Normally, whenever I enter this august expanse from Montreal’s golden past, my pace slows and I meander about the celebrated complex in deep reflection. I always stop for a few moments in front of the venerable brass-framed departure and arrival board which today poignantly displays eight large photos from the edifice’s illustrious by-gone times. My preferred depiction is the one from the period of the Second World War where the concourse is replete with soldiers and sailors, all seemingly about to go off to conflict. I eagerly scrutinize the image, looking intently at the diverse faces present in the black and white representation. Many, aware that the picture was about to be taken, peer resolutely back at me, and into history.

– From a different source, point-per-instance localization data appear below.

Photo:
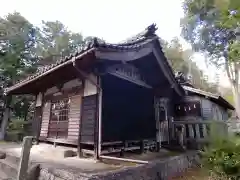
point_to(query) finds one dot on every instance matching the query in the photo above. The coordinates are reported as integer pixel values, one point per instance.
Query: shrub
(222, 156)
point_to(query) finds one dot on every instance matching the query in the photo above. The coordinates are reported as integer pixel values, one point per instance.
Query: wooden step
(8, 168)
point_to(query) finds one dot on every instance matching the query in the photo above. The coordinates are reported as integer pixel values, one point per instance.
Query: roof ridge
(150, 31)
(133, 43)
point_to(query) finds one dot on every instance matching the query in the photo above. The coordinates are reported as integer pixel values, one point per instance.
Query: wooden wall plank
(45, 119)
(74, 117)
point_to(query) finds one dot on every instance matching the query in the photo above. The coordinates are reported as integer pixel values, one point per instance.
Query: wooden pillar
(6, 117)
(98, 122)
(24, 160)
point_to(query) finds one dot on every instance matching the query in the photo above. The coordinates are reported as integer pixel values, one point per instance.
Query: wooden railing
(198, 131)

From a personal perspective, my initial (albeit vague) memory of this striking railway station goes back to my early childhood when my mother took my sister and me to the passenger depot to greet my father who was returning, via New York, from a two month business jaunt to England. At that time, more often than not, one accomplished the trans – Atlantic voyage by ship. So it was on June 16, 1953 that my father arrived at Manhattan’s West 50th Street port terminal in the Big Apple. The vessel upon which he had sailed the Atlantic was none other than the Cunard Liner “Queen Elizabeth,” at the time styled “the world’s largest liner,” and conveying on that particular journey some 1,913 travellers. Later that same day, he made his way from New York, by overnight train, to this city’s Windsor Station where the three of us were anxiously awaiting his return. My sister, then eight, remembers our parents’ long embrace.

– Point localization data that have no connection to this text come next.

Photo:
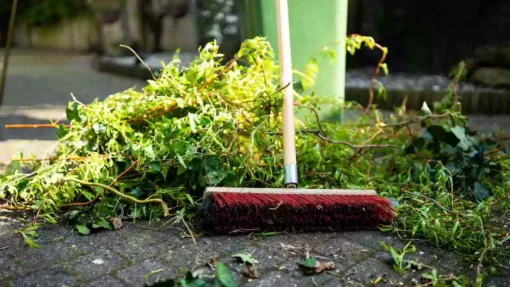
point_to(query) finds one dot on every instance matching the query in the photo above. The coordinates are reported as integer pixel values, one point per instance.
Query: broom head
(228, 210)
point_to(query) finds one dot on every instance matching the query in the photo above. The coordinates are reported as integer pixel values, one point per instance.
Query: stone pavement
(38, 89)
(139, 255)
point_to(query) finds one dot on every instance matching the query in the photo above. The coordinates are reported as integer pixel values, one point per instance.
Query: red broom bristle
(226, 212)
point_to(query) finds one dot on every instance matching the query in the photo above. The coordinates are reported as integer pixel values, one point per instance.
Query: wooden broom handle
(289, 148)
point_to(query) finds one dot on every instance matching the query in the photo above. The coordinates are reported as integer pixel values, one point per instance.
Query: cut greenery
(150, 154)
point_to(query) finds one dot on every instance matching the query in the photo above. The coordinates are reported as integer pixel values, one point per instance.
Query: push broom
(225, 209)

For my part, a mere child of six at the time, I don’t recall much of what I imagine was a distinctly happy family event. Regardless, little could I have realized that some fourteen years later that same grey limestone-clad rail terminus would, for a brief period of time, become pivotal to my own life. In fact, it was during the summer of 1967, some forty years ago, and I recollect it like yesterday. I was engaged as a garcon de table on Canadian Pacific’s transcontinental run, the origin of which was that same iconic Windsor Station. What better way, I thought, for a poor struggling university student to celebrate Canada’s Centennial than travelling the country while, at the same time, earning ready money !
In all events, as it turned out, I reported to the station once a week to a rather drab-looking office just beyond the security buffers found at the end of each track. Once there, I met up with the other members of my standing crew; we all signed in, then climbed aboard our quaint and dated dining car wagon for its 8:00 P.M. departure, bound for Western Canada. Lucklessly (as we then thought), our part of the run ended in Winnipeg and, consequently, none of us ever got to see the Rockies and, beyond them, Vancouver, about which we had all dreamt. As yesterday!

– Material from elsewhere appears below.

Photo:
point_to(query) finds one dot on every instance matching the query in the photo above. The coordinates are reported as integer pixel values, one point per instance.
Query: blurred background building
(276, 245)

In so far as the renowned Montreal train terminal was concerned, barely twenty, I was completely oblivious to it and the significance of its history to this city. Indeed, the limitations of advanced adolescence are such that I did not even once recall that joyful family morning in June of 1953, and, without doubt, was totally unaware of the incredible tragedy that unfolded in that very same station some fifty-eight years earlier.
For on that star-crossed St. Patrick’s Day of 1909, several lives were lost when an out-of-control express passenger train from Boston blasted its way through, first the buffers, then the ladies’ waiting room, before finally coming to rest on the main concourse of the station itself, killing or injuring all those who were in its unfortunate way. Both the fireman and the engineer had jumped from the ill-fated locomotive before it careered wildly into the terminal early that morning, all so many years ago. Mr. W. J. Nixon of 143 Ash Street, Montreal, lost his wife and both children – all three meeting death while waiting for him in the Ladies’ Waiting Room, a portion of which was altogether levelled by the force of the violent impact. Intriguingly, in a strange twist of fate, a third child, one Elsie Villiers, a survivor of the infamous 1907 Hochelaga School fire which cost the lives of sixteen pupils and their heroic teacher Sarah Maxwell, was killed instantly when hefty debris fell upon her as a result of that tragic mishap. Sic transit gloria mundi..
Footprints? Tomorrow morning when I next find myself standing well-nigh alone in the salle des pas perdus of the beautiful Windsor Station, I will muse on the above, and the tracks, happy and not so happy, that have been left behind by all who have passed within its historic fortress-like walls.